Cameron Nash and Hayes were all cleaning themsleves up and getting ready to leave. Jc and sam were still sitting outside on there phones. Connor went for a run, and trevor was editing a video up in his room. It felt wierd they were all so oblivious to the traumatic and horrible event that had taken place just 2 or 3 hours ago. I went back upstairs to check on Kate to find her sitting up in my bed. You could just look at her and tell that it was over and she was gone. It was going to take a lot to get her back to the okay state she was at before. Her eyes looked tired and her lips were split and cracked, her hair looked like it hadnt been brushed in days,  her collar bones jutted out so far they had there own shadow, not to mention they were bruised as well. She looked like she had gone through hell and more, but i guess she has. 

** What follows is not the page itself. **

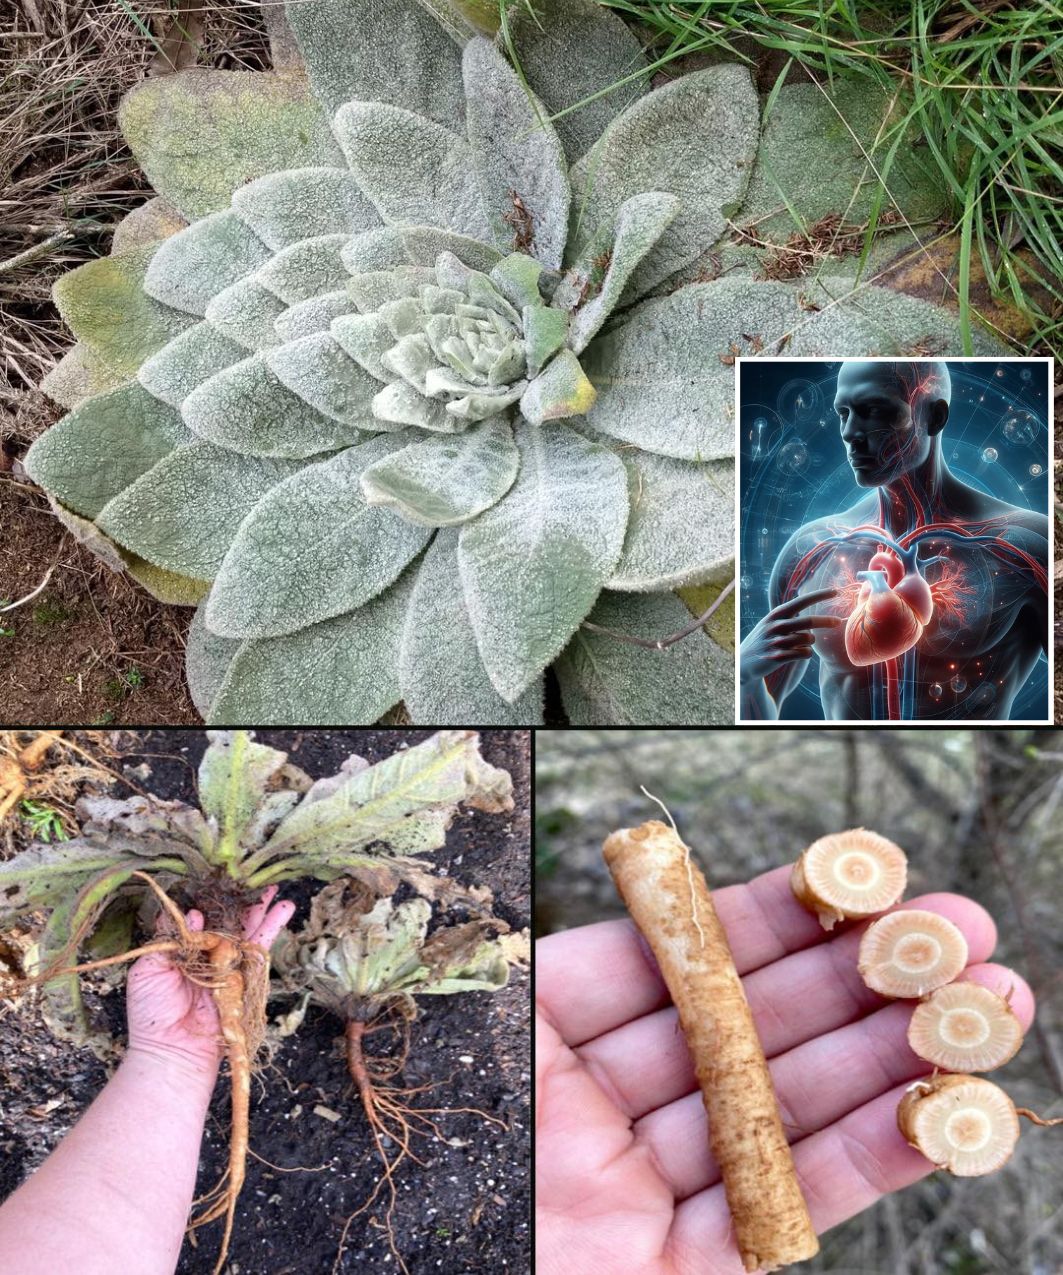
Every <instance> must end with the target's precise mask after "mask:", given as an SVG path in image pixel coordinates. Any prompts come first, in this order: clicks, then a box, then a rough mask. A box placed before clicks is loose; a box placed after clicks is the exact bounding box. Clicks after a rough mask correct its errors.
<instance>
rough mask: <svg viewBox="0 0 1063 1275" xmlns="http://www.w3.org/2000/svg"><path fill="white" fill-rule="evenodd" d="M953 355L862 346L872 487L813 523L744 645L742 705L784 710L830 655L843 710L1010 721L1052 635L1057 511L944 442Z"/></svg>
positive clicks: (857, 451) (827, 694) (825, 661)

I closed the door behind me locking it. I walked over to her and sat down next to her, she didnt even recognize me being there, just continued her daze. I grabbed her hand "Come on butterfly talk to me." She turned her head with robotic like precision. "What do you wanna hear." She said with out even the slightest bit of vocal inflection. "Everything, but most importantly why?" She loosed her neck a little and her eyes softened to a even sadder shade of grey. "It's.. it's, too much.. to many secrets, and pains, to many reasons to leave and not enough to stay. Where do i even start." "Start at the begining butterfly, tell me everything, i promise your secrets are safe with me."

Kate's P.O.V

I felt nothing. My legs were numb, my face was gone, my heart dead and my brain jumped ship about a mile back, but when Kian grabbed my hand there was warmth and sparks my legs would shake and my heart would slowly pace again, but my head layed still in the water telling me he was just like Jc and there was no reason to let him in and give him your secrets. Vulnerable hurts and you know that, but what do i have to loose at this point right? I mean he pulled me out deaths hands today, i owe it to him. "Kate are you still here." Kian asked grabbing my hand and interlocking our fingers. My blood rushed and i knew it was okay. "Yes from the beginning. Well it all started the morning before Ricky adopted me I had cut myself that morning...." I told Kian everything i told him about the self harm and the really reasons behind the panic attacks, i gave him all the details behind me and Jc straight up to the most recent text that started today's events, but i didnt let him see that it hurt me. I had no vocal or facial emotion i was a robot with sad eyes and a moving mouth. I went back in time to the rapes and suicide attempt before, but i never once brought up the bulimia or anorexia . That was still my little secret.